Privacy and Confidentiality in an e-Commerce World: Data Mining, Data Warehousing, Matching and Disclosure Limitation

Stephen E. Fienberg
DOI: https://doi.org/10.1214/088342306000000240
2006-09-11
Abstract:The growing expanse of e-commerce and the widespread availability of online databases raise many fears regarding loss of privacy and many statistical challenges. Even with encryption and other nominal forms of protection for individual databases, we still need to protect against the violation of privacy through linkages across multiple databases. These issues parallel those that have arisen and received some attention in the context of homeland security. Following the events of September 11, 2001, there has been heightened attention in the United States and elsewhere to the use of multiple government and private databases for the identification of possible perpetrators of future attacks, as well as an unprecedented expansion of federal government data mining activities, many involving databases containing personal information. We present an overview of some proposals that have surfaced for the search of multiple databases which supposedly do not compromise possible pledges of confidentiality to the individuals whose data are included. We also explore their link to the related literature on privacy-preserving data mining. In particular, we focus on the matching problem across databases and the concept of ``selective revelation'' and their confidentiality implications.
Statistics Theory
What problem does this paper attempt to address?

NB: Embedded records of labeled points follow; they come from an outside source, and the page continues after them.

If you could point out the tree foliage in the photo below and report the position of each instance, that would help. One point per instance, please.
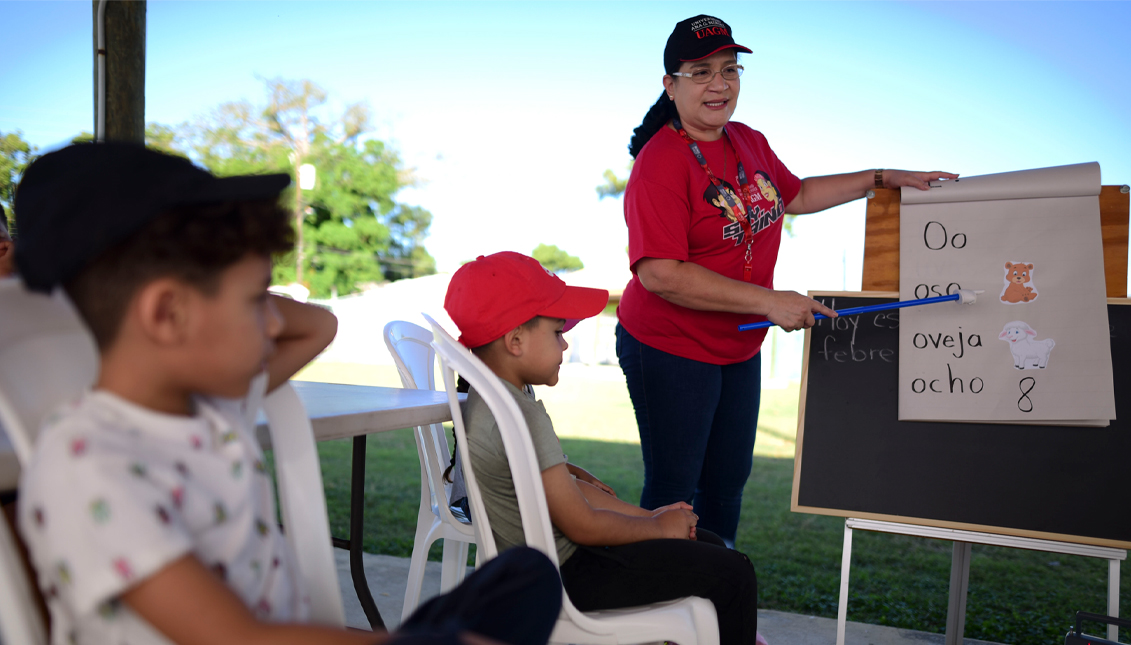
(613, 186)
(354, 232)
(555, 259)
(15, 155)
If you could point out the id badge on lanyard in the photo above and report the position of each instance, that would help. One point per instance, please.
(740, 209)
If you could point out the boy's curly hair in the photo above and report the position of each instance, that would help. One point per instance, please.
(193, 243)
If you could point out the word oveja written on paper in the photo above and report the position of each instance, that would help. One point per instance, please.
(959, 343)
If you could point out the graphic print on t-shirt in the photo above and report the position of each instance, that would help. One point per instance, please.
(768, 207)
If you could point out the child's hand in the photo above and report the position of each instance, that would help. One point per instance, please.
(676, 523)
(682, 505)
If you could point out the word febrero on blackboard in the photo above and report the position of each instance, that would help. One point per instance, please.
(856, 459)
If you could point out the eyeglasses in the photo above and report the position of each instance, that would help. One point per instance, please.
(704, 76)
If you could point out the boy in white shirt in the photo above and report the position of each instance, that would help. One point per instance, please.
(147, 510)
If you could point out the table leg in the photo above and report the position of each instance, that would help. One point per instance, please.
(845, 566)
(356, 522)
(1113, 598)
(959, 582)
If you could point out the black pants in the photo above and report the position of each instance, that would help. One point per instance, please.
(514, 599)
(655, 570)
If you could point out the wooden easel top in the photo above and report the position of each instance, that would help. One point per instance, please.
(881, 240)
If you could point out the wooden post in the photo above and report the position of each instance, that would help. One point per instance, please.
(124, 37)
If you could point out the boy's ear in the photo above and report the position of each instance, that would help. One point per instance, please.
(512, 342)
(161, 310)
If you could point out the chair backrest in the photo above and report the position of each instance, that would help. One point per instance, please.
(411, 346)
(303, 502)
(46, 357)
(516, 439)
(20, 620)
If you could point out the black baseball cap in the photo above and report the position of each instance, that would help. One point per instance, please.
(76, 203)
(697, 39)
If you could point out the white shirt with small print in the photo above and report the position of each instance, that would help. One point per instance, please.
(115, 492)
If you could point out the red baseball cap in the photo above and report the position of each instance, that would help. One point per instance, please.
(495, 293)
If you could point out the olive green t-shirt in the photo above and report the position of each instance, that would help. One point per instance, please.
(492, 470)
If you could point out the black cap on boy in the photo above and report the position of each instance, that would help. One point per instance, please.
(76, 203)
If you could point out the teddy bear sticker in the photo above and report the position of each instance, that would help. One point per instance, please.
(1018, 284)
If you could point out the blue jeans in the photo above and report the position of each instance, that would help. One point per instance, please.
(697, 426)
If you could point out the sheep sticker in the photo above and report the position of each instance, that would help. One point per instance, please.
(1017, 276)
(1028, 352)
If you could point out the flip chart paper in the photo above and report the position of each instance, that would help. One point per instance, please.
(1035, 346)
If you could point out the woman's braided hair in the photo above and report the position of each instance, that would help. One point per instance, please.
(661, 112)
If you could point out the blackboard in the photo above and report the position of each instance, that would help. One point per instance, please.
(855, 458)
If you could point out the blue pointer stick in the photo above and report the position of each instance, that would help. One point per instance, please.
(964, 294)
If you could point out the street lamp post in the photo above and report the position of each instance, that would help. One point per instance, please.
(305, 173)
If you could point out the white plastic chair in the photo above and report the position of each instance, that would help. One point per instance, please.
(688, 621)
(412, 351)
(48, 355)
(302, 500)
(46, 358)
(20, 620)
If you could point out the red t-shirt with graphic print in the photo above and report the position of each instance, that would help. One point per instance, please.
(674, 212)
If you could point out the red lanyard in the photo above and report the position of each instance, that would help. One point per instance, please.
(740, 209)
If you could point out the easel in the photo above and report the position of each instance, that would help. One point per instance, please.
(960, 567)
(881, 273)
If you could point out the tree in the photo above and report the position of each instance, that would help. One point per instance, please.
(557, 260)
(614, 187)
(353, 231)
(15, 155)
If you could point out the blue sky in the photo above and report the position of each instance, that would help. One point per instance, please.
(510, 112)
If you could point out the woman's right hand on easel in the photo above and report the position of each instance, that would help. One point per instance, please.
(676, 523)
(792, 310)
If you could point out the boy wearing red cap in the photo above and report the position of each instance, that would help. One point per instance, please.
(511, 314)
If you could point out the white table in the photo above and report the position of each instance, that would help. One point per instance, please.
(347, 411)
(354, 411)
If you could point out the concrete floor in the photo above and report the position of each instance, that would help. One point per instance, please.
(387, 577)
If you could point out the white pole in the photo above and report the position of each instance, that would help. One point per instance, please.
(100, 111)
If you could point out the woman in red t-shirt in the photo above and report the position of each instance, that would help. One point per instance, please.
(704, 206)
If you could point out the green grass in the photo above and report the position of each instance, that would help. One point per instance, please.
(1015, 596)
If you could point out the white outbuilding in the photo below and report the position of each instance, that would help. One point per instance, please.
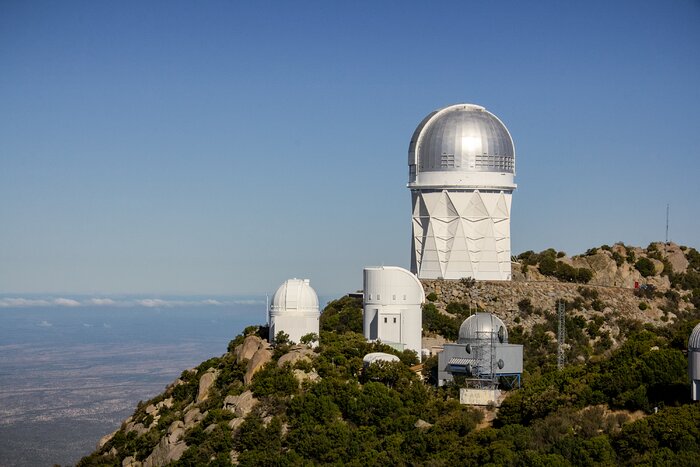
(392, 307)
(694, 363)
(482, 352)
(294, 310)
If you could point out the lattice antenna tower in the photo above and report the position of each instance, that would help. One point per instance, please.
(561, 334)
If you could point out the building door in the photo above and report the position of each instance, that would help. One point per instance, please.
(390, 325)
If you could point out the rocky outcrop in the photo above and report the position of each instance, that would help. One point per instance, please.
(259, 359)
(105, 439)
(297, 353)
(240, 405)
(247, 349)
(165, 453)
(193, 416)
(169, 449)
(205, 383)
(303, 376)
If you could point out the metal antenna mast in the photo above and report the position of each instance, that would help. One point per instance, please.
(561, 335)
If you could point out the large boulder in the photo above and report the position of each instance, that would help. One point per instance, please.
(205, 383)
(302, 376)
(676, 257)
(130, 461)
(165, 453)
(176, 431)
(105, 439)
(247, 349)
(255, 364)
(240, 405)
(296, 354)
(192, 417)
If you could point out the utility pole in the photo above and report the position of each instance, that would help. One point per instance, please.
(561, 335)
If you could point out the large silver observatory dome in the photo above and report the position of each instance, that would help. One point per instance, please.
(461, 138)
(481, 327)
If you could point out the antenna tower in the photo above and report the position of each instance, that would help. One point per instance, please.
(561, 335)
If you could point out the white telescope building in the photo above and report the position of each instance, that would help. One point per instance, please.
(392, 310)
(461, 164)
(294, 310)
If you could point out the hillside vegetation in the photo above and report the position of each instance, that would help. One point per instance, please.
(623, 398)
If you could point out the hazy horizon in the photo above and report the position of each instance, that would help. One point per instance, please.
(224, 147)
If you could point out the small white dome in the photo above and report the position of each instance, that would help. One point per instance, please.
(379, 357)
(694, 340)
(483, 326)
(294, 296)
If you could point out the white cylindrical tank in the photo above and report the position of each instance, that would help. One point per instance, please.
(294, 310)
(694, 363)
(461, 163)
(392, 307)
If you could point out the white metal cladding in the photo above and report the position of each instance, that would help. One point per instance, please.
(461, 176)
(461, 233)
(392, 306)
(694, 363)
(294, 310)
(462, 138)
(694, 339)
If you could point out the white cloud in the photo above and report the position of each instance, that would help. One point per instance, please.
(248, 302)
(66, 302)
(153, 302)
(22, 302)
(101, 301)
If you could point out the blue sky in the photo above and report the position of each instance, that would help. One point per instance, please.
(223, 147)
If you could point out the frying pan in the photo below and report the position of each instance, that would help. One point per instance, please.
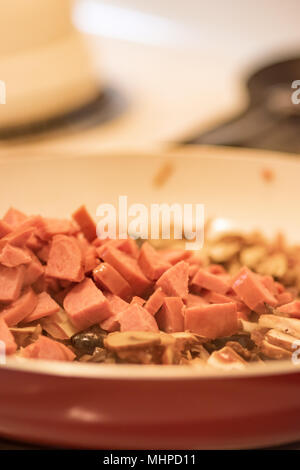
(154, 407)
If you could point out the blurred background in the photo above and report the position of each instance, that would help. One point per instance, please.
(86, 75)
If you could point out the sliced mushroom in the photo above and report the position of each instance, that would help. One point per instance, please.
(290, 326)
(131, 340)
(226, 359)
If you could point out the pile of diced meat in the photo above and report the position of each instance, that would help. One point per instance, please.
(61, 287)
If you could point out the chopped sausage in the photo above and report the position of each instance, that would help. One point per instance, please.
(7, 338)
(151, 263)
(174, 282)
(108, 278)
(20, 309)
(170, 317)
(212, 321)
(65, 259)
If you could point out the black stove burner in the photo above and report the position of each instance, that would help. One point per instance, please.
(271, 120)
(106, 106)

The problem that this paper attempts to solve is, in the context of the rapid development of e - commerce and data warehouses, how to protect personal privacy and data confidentiality when using multiple databases for data mining, matching and information sharing. Specifically, the article explores the following aspects: 1. **Challenges of privacy and confidentiality**: With the development of e - commerce and the widespread use of online databases, personal privacy is seriously threatened. Even with encryption and other nominally protective measures, it is still necessary to prevent privacy violations through the association between multiple databases. 2. **Privacy issues in multi - database linking**: When multiple databases (including government and private databases) are used to identify potential terrorists or other criminal activities, how to ensure that these operations do not violate the confidentiality commitment to personal data. Especially after the September 11th incident, the US government strengthened the data - mining activities of personal data, which has aroused public concern about privacy protection. 3. **Privacy - protection technologies**: The article discusses several technologies aimed at searching multiple databases without revealing individual data, such as Privacy - Preserving Data Mining (PPDM), Multiparty Secure Computation, etc., and analyzes the effectiveness and limitations of these methods. 4. **The concept of selective revelation**: The article pays special attention to the cross - database matching problem and the concept of "selective revelation", and explores the impact of these methods on privacy protection. 5. **Legal and policy recommendations**: In view of the deficiencies of existing laws and regulations in protecting privacy, the article also puts forward some improvement measures and policy recommendations to better balance the relationship between national security needs and personal privacy protection. In summary, the core issue of this paper is to explore how to ensure that personal privacy is not violated while using multi - source data for analysis in the era of big data, and proposes a variety of technical and policy - level solutions.